Ora ci vogliono pure dare lezioni di democrazia. Dopo l'intervista di Mario Monti al Der Spiegel sono piovute critiche bipartisan da parte dei politici tedeschi nei confronti del premier: "Attentato alla democrazia" e poi "Vuole risolvere i suoi problemi a nostre spese"

L'intervista di Monti fa infuriare i tedeschi

L'intervista che Mario Monti ha rilasciato al settimanale tedesco Spiegel non è stata presa bene in terra teutonica. Anzi, una pioggia critiche si è abbattuta sul premier italiano.

Politici della maggioranza e dell’opposizione socialdemocratica hanno puntato il dito contro il presidente del Consiglio. Il segretario della Csu bavarese, Alexander Dobrindt, ha parlato di "attentato alla democrazia", aggiungendo che "la brama di soldi dei contribuenti tedeschi spinge il signor Monti a un florilegio anti-democratico. Il signor Monti ha bisogno evidentemente di una chiara risposta che noi tedeschi non saremo disposti ad abrogare la nostra democrazia per finanziare i debiti italiani".

Il riferimento è alla frase di Monti "se i governi si facessero vincolare del tutto dalle decisioni dei loro Parlamenti, senza mantenere un proprio spazio di manovra, allora una disintegrazione dell’Europa sarebbe più probabile di un’integrazione".

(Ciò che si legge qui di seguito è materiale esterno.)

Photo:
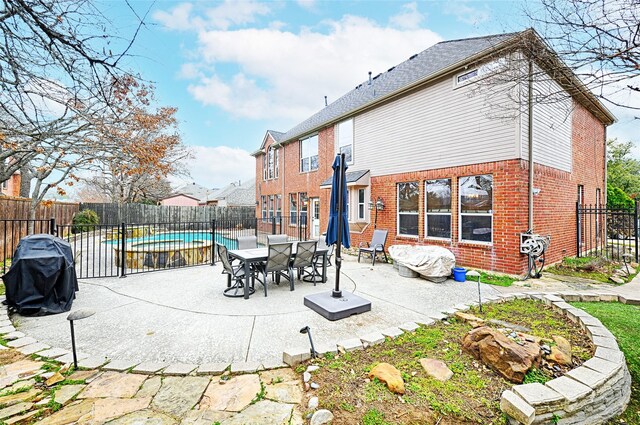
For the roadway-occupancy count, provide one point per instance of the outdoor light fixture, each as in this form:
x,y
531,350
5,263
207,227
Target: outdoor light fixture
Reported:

Dobrindt ha rincarato la dose affermando che "non dobbiamo permettere che con la crisi dell’euro a prendere il sopravvento siano coloro che considerano un fattore di disturbo i diritti del parlamento ed il controllo democratico".

Le affermazioni di Monti non sono piaciute nemmeno al deputato liberale Frank Scheffler, secondo il quale "Monti vuole risolvere i suoi problemi a spese dei contribuenti tedeschi e li impacchetta in una lirica europea". Anche il presidente dei liberali tedeschi al Bundestag, Rainer Bruederle, se l'è presa col premier italiano affermando che, in fatto di riforme, "bisogna fare attenzione a che l’Europa rimanga
democraticamente legittimata".

Monti ha fatto arrabbiare anche il vice capogruppo socialdemocratico, Joachim Poss, per il quale
"l’accettazione dell’euro ed il suo salvataggio sono rafforzati dai parlamenti nazionali e non indeboliti".

Più morbido il parlamentare della Cdu Michael Grosse-Broemer, per cui se pure resta decisiva la capacità d’agire dei governi, "ciò non giustifica in nessun modo il tentativo di limitare il necessario controllo parlamentare".